Para as infrações aos decretos municipais, os agentes da polícia municipal têm competência direta. Para as infrações ao Código de Trânsito, seu poder de fiscalização é regulamentado pelos artigos do Código de Segurança Interna. Os guardas florestais, os agentes dos sindicatos de resíduos ou os inspetores do meio ambiente atuam cada um em seu perímetro de juramento.
O PV branco não altera essa distribuição. O suporte em papel não amplia nem restringe a competência do agente.
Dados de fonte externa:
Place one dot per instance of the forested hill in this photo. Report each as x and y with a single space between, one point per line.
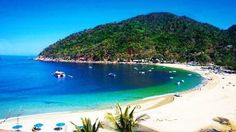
157 35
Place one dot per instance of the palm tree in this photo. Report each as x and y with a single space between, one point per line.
125 121
87 126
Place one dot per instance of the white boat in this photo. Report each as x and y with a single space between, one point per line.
178 83
59 74
111 75
142 72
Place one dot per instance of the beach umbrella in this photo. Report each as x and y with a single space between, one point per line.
38 125
61 124
17 126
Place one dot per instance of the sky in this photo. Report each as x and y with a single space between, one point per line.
29 26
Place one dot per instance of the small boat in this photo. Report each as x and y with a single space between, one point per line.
70 76
111 75
59 74
178 83
142 72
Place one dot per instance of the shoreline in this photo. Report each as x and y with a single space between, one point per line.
125 102
150 106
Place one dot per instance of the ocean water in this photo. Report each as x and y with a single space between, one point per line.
29 87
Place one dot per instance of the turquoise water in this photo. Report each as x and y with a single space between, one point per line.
28 86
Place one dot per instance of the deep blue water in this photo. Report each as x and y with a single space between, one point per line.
29 87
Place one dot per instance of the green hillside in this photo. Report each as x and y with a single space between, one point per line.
157 35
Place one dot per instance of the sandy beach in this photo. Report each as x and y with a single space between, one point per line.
194 110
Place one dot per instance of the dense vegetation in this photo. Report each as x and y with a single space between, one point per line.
157 35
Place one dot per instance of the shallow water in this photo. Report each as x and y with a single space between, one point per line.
29 87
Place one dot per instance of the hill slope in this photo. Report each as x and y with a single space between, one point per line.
157 35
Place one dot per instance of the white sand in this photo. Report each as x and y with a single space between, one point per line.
191 112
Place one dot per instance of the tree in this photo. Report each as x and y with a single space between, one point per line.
87 126
125 121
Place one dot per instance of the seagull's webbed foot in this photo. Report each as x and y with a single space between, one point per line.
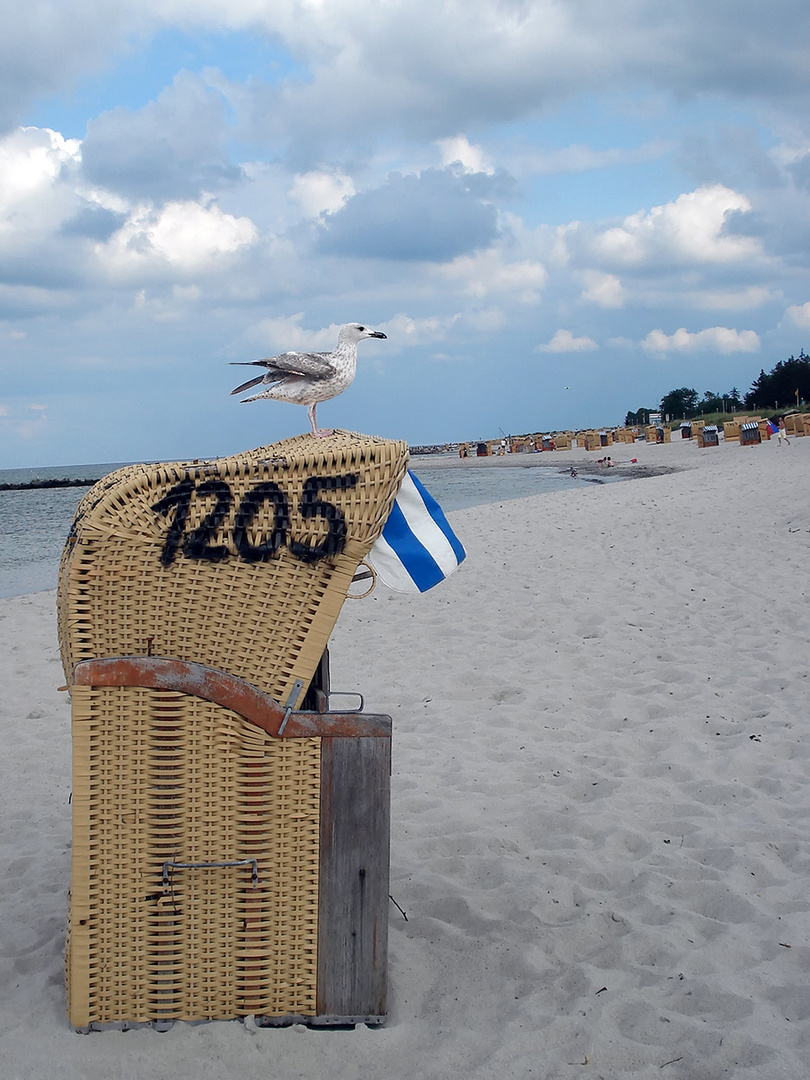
318 432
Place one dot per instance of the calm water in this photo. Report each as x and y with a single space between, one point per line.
34 524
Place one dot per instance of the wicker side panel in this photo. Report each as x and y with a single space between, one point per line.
126 588
158 777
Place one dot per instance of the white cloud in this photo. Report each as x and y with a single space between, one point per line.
321 191
689 229
565 341
458 149
188 235
488 272
713 339
799 313
743 299
32 198
404 329
604 289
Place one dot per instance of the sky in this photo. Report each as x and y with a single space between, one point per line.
556 211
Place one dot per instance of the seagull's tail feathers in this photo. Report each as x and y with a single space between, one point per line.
246 386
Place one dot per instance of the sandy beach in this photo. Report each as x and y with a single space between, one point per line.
601 797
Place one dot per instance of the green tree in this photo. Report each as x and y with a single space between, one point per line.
781 385
638 419
679 404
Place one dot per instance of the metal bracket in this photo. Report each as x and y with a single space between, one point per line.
345 693
297 687
199 866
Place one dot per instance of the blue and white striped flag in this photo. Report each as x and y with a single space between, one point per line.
418 549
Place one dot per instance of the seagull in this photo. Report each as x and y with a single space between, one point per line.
307 378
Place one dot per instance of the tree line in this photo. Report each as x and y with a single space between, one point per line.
785 386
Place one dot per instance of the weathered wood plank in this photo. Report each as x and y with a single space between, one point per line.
352 936
161 673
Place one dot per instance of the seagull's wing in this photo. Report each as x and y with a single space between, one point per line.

Por outro lado, um PV redigido por um agente não habilitado será declarado nulo, independentemente do suporte utilizado.

Contestar um PV branco: particularidades do procedimento
A contestação de um PV branco segue os mesmos caminhos que a de um PVe, com uma diferença prática notável. O PVe gera automaticamente um aviso de infração enviado ao titular do certificado de registro do veículo. O PV branco, por sua vez, requer uma entrada manual antes da transmissão ao Centro Nacional de Tratamento, o que prolonga os prazos.
O prazo de contestação começa a contar a partir do recebimento do aviso, e não a partir da data de redação do PV. Esse desfasamento pode jogar a favor do infrator se a administração demorar a tratar o documento manuscrito.
Os motivos de nulidade específicos ao PV branco referem-se à legibilidade do documento e à completude das menções. Um formulário manuscrito ilegível, uma assinatura ausente ou uma data de fechamento faltante constituem meios de contestação aceitáveis. Recomendamos verificar sistematicamente esses elementos antes de pagar a multa.
Futuro do PV branco diante da desmaterialização
O Ministério do Interior continua a generalização do PVe há vários anos. Essa política reduz mecanicamente o volume de PVs brancos elaborados para infrações rodoviárias. O PV em papel não desaparecerá por isso.
As coletividades de pequeno porte, os agentes que atuam em áreas rurais sem cobertura de rede e os serviços de polícia ambiental continuarão a utilizar esse suporte. O PV branco continua sendo o único recurso quando a tecnologia falha.
A questão também se coloca sob o ângulo da proteção de dados. Um PV branco não transita pelos servidores da ANTAI no momento de sua redação. As informações pessoais do infrator permanecem em um documento físico até sua entrada posterior, o que levanta questões de segurança e rastreabilidade diferentes das do PVe.